Osteopontin Expression in Thyroid Cancer: Deciphering EMT-Related Molecular Mechanisms

Thyroid cancer is the most common tumor arising from the endocrine system and generally presents good prognosis. However, its aggressive subtypes are related to therapeutic resistance and early metastasis. Epithelial-mesenchymal transition (EMT) and its reverse process, the mesenchymal-epithelial transition (MET), are key events mediating cancer progression, including in thyroid cancer. The matricellular protein osteopontin (OPN) has been reported as a master regulator of EMT in many tumor types.

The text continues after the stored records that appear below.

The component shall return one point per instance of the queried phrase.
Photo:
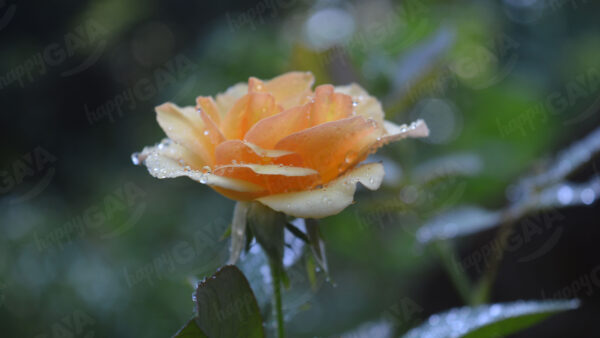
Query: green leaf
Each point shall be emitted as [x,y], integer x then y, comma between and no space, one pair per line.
[495,320]
[316,243]
[190,330]
[297,232]
[267,226]
[227,307]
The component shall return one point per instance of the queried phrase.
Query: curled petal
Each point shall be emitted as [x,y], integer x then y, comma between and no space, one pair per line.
[208,105]
[331,199]
[236,151]
[273,179]
[174,151]
[186,127]
[166,163]
[266,133]
[291,89]
[226,100]
[333,147]
[394,132]
[246,112]
[364,104]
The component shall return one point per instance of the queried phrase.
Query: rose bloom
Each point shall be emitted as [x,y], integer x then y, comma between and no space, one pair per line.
[278,142]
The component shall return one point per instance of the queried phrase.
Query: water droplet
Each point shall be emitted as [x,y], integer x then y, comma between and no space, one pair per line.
[135,158]
[588,196]
[565,195]
[350,157]
[204,178]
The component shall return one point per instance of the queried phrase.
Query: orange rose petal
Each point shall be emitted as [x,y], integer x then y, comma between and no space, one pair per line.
[364,104]
[226,100]
[246,112]
[208,105]
[330,106]
[333,147]
[274,178]
[255,85]
[290,89]
[211,129]
[239,152]
[165,161]
[266,133]
[329,200]
[185,126]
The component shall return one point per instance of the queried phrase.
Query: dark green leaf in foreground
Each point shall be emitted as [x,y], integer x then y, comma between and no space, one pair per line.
[190,330]
[496,320]
[227,307]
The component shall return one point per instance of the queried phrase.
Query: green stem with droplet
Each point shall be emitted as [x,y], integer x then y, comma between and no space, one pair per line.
[276,280]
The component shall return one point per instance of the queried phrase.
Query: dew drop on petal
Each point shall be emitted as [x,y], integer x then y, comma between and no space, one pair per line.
[135,158]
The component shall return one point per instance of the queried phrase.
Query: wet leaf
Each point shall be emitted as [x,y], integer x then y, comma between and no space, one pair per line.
[316,243]
[495,320]
[226,306]
[458,222]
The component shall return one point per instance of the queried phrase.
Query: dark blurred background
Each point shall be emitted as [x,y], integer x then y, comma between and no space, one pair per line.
[92,246]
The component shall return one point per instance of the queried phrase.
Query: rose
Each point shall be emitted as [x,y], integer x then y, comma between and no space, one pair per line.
[279,143]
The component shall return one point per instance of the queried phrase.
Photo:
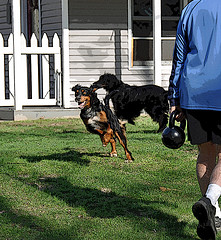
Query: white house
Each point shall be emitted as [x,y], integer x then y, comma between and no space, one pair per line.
[48,46]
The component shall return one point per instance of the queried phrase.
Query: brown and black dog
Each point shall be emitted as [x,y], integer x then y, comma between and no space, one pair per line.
[99,119]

Although high OPN expression has been described and associated with important aspects of thyroid cancer progression, there is no clear evidence regarding OPN as a regulator of EMT in thyroid cancer. Thus, taking together the known roles of OPN in the modulation of EMT in cancer and the information reporting the expression of OPN in thyroid tumor progression, this review aims at summarizing and discussing data related to EMT in thyroid cancer and its putative relation to the roles of OPN in the development of thyroid cancer. These data provide new insights into the molecular mechanisms by which OPN could potentially modulate EMT in thyroid tumors, generating evidence for future studies that may contribute to new therapeutic, prognostic and/or diagnostic tools.

Automated summary

Thyroid cancer, the most common tumor arising from the endocrine system, typically has a good prognosis, but aggressive subtypes can be resistant to therapy and lead to early metastasis. Epithelial-mesenchymal transition and its reverse, mesenchymal-epithelial transition, play key roles in cancer progression, including in thyroid cancer. Although the matricellular protein osteopontin is known to regulate EMT in various tumor types, its specific role in thyroid cancer has not been definitively established.